Ein sich ständig wiederholendes Motiv in der Werbung: Frauen, die irgendwie nicht ihren Mund treffen, wenn sie trinken.

Alice Schwarzer war in Paris und fand heraus: “Strauss-Kahn steht in dem massiven Verdacht, dass ein mafiöser Zuhälterring dem zweitmächtigsten Mann Frankreichs über Jahre Hotels, Gelage und Prostituierte bezahlt hat (…)”.

Lawsonry fragt: Kann ein Mann ein Feminist sein?

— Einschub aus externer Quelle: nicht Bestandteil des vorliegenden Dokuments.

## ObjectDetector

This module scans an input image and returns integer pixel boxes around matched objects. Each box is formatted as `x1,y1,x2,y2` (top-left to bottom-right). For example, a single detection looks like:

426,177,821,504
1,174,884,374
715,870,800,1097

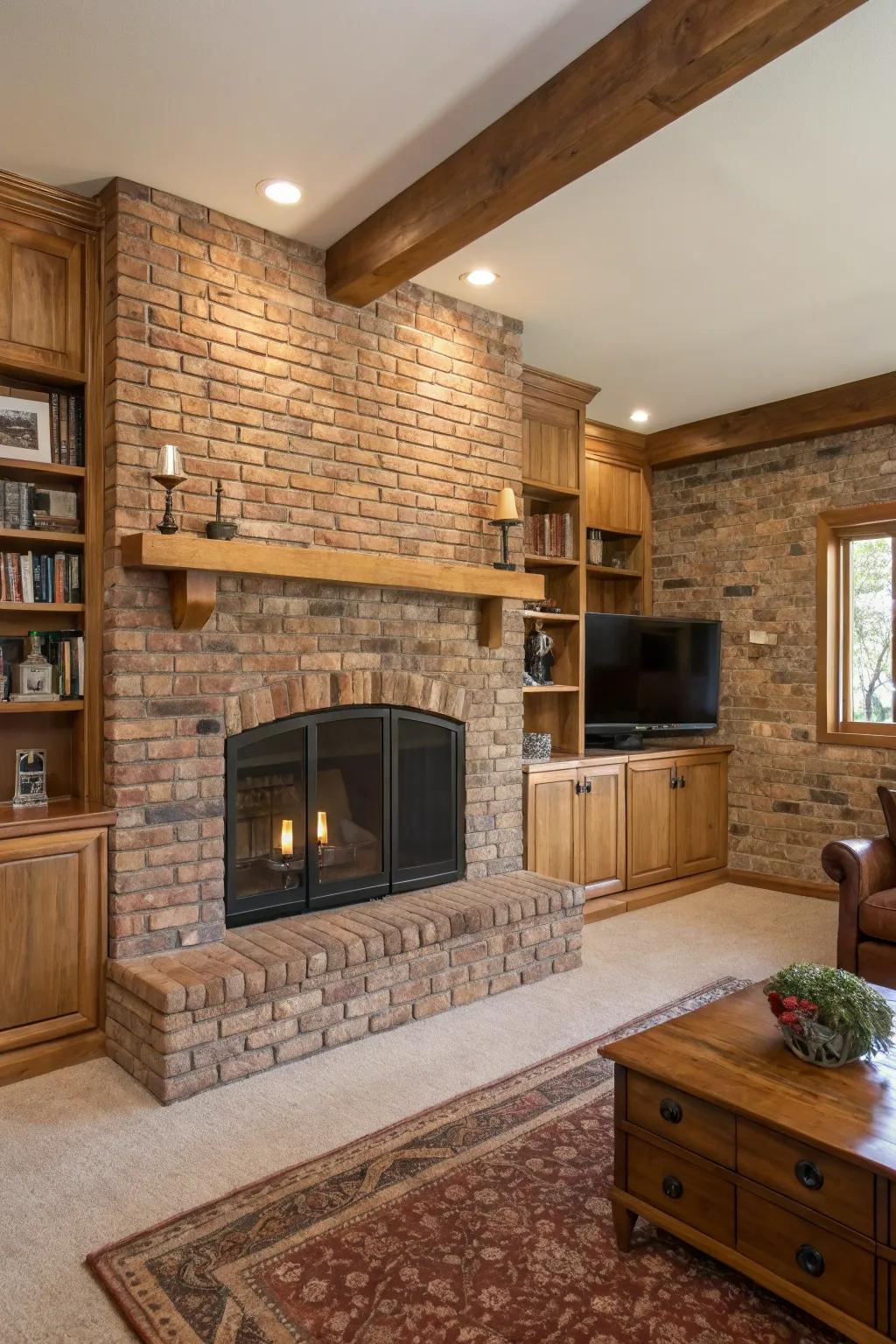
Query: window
818,504,896,747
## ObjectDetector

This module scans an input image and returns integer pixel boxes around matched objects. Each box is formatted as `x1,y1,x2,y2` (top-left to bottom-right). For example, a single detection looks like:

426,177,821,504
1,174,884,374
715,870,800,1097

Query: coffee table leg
612,1199,638,1253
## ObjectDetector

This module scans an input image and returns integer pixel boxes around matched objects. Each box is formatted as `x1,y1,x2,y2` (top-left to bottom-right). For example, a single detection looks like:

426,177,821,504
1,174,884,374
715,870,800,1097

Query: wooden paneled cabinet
525,747,728,897
525,763,626,895
0,825,108,1082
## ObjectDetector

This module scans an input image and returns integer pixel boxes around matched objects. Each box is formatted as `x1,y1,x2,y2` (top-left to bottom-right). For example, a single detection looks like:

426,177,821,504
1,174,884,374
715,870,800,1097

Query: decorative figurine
153,444,186,536
206,481,236,542
12,747,47,808
524,621,554,685
492,485,522,570
10,630,60,702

Großer Applaus für die Linksjugend: Die hatte sich ein Plakatmotiv mit dem Spruch „Sexistische Rollenklischees haben so einen Barth“ ausgedacht. Mario Barth will jetzt klagen.

In The Nation findet ihr einen Artikel über die Zukunft des (Online)Feminismus.

Morgen, am 10. November um 20 Uhr findet ein Netzfeministischer Chat statt. Weitere Infos bekommt ihr beim Missy Magazine – auch, wie mensch sich im IRC Channel anmelden kann.

Die Chancen, dass die Anzeige einer Vergewaltigung auch zu einer Verurteilung führt, sind im letzten Jahrzehnt gesunken, so dieStandard.

Ein weiterer Beitrag zur feministischen Perspektive auf die Occupy-Bewegung kommt von Soraya Chemaly. (Wir hatten selbst einen feministischen Blick auf die Bewegung gewagt.)

Von Freiburg über Konstanz bis Bremen sind diese Woche an vielen Hochschulen die „Aktionstage gegen Sexismus und Homophobie“. Mit Vorträgen, Workshops und Ausstellungen. Vielleicht auch in Deiner Stadt?